A mãe do cineasta José Umberto Dias, que faleceu na semana passada, Dona Marizete Freire Dias, trabalhou em um filme de seu filho, Voo interrompido, realizado em 1969, e que é considerado por Álvaro Guimarães (o diretor de Caveira, my friend) o primeiro filme marginal baiano. Ela faz a mãe de Sonia Goulart, a personagem principal, uma moça do interior que vai para a cidade grande em busca de melhores oportunidades de vida e acaba como empregada doméstica e, a seguir, torna-se prostituta num processo de decadência vertiginosa. O filme, no entanto, transcende esta sinopse por causa de sua estrutura audiovisual preenchida através de uma linguagem cinematográfica promotora de uma desordem na ordem cronológica para se assemelhar mais a um cinema-poesia em oposição ao cinema-prosa. Esta desordem narrativa é que promove o filme a conter, nele, uma produção de sentidos que transcende o mero relato. Voo interrompido, por sua importância no panorama do cinema baiano, precisa urgente de uma revisão. Transcrevo aqui o que a neta de Dona Marizete, Maíra Vergne Dias, escreveu sobre a sua querida avó, que o tempo, sempre implacável, a levou. Com esta publicação, faço também a minha homenagem a Dona Marizete, que conheci quando das filmagens de Voo interrompido, pois fui um dos assistentes de direção e também figurante nos seus fotogramas.

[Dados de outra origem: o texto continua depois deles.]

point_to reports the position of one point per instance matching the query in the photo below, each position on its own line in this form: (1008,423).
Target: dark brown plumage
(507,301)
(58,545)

Maíra Vergne Dias [neta] escreve sobre a avó Marizete Freire Dias:

marizete nasceu em um feriado nacional. não deve ter sido por acaso. 

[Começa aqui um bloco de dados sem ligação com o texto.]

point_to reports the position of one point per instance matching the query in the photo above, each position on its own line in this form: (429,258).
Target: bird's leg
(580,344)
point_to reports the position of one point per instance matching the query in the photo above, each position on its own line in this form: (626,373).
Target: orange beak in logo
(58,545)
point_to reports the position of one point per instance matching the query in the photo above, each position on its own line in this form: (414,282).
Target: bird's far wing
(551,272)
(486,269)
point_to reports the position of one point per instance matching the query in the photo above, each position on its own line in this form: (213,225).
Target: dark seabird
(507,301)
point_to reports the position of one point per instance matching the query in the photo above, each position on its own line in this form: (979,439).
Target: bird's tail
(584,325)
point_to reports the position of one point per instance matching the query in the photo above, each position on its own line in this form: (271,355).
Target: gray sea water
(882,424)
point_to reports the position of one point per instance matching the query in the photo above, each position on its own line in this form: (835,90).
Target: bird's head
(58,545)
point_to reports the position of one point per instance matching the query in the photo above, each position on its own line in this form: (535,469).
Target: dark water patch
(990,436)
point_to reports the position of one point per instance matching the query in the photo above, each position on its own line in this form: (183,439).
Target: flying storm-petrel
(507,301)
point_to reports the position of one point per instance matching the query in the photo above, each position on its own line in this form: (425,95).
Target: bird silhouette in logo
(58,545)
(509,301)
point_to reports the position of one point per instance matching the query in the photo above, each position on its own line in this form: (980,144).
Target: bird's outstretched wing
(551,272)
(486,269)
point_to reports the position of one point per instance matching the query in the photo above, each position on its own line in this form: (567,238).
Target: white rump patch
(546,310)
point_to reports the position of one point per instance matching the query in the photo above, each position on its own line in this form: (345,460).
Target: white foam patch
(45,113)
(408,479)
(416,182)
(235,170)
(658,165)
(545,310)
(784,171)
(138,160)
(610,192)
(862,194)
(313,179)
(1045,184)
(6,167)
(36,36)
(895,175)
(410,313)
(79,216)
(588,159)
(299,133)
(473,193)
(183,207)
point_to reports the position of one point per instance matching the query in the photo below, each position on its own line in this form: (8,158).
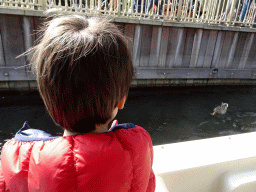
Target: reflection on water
(168,114)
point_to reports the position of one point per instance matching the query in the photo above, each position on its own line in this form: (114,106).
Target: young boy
(84,71)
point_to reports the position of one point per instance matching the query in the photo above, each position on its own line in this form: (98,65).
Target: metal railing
(223,12)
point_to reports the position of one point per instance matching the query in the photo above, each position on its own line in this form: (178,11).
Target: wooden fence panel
(136,46)
(180,48)
(210,48)
(217,50)
(155,46)
(239,50)
(227,41)
(196,48)
(232,51)
(163,47)
(188,47)
(146,38)
(129,33)
(203,48)
(12,39)
(251,61)
(246,50)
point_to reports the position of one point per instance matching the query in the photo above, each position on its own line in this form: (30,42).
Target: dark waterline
(169,114)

só conheci marizete após os seus 50 anos. na verdade, ela que me conheceu de imediato, porque eu a fui desvendando enquanto eu crescia. interessante saber que já havia tanta vida nela antes que pudéssemos compartilhar nossas experiências.
com o passar do tempo, fui me acostumando a ser mal acostumada por ela, que sempre me fazia todas as vontades, como é costume dos avós fazerem. principalmente avó com neta única (até então) de filho único.
minha infância é carregada de memórias de vó marizete, com quem eu sempre passava as férias escolares. e era com esses encontros que nos aproximávamos, cada vez mais. era tanto apego que, quando eu ia embora, ela sempre chorava, aos soluços.
depois de deixar a infância pra trás, como é da vida, minha frequência de visitas diminuiu. obviamente, ela sentia muito mais minha falta, e sempre deixava isso claro, por ela mesma, por toda a vizinhança e pelos parentes, cujo primeiro comentário ao me ver era frequente: 'sua vó te adora, não para de falar em você'.
a vida foi um pouco injusta com minha vó, que adorava a ideia de ter uma família grande, mas que foi duas vezes viúva e teve apenas um filho. ela apreciava todas as tradições familiares, mas teve o azar de ter filho e netos que não ligam muito pra isso. adorava preparar muitos doces - e comê-los -, mas arrumou uma neta que não é muito fã deles, e que fazia careta quando ela oferecia a sobremesa.
mas ela complementava as faltas familiares com sua popularidade. sim, marizete era pop. conhecida de toda a vizinhança, a casa dela nunca passava um dia sem visita. independente, gostava de ter suas coisas, mandar nelas, fazer o que quisesse quando tivesse vontade. mas, no seu discurso manhoso de saudade de vó, sempre fazia um apelo dramático de solidão.
a energia de minha vó foi sendo diminuída com a velhice, como é natural. no hospital, onde esteve nesses últimos dias para se despedir da vida, era evidente a tristeza do seu olhar. e eu, que pude vê-la nesse cenário, apesar de momentos de forte esperança egoísta de tê-la sempre viva, sempre minha, fui sendo surrada pela razão que insistia em me convencer de que estava próximo o fim de uma vida de deliciosa convivência. o meu até breve, com carinho nos seus cabelos de cachos brancos, era, na verdade, um adeus. eu não sabia, mas ela sim. na longa viagem de volta para a vida que escolhi ter, a razão venceu minha esperança. e, desde então, anestesiada, espero esse momento passar, certa de que essa sensação de que um pedaço que agora me falta, na verdade nunca saiu de mim.

te amo para sempre, vó.
descanse em paz.

*7/9/1926 +15/10/2013


Foto: "Vôo Interrompido", filme de José Umberto, 1970. Marizete Freire Dias, atrás, toda de preto, Sonia Goulart e o grande Carlos Alberto Vaz de Athayde.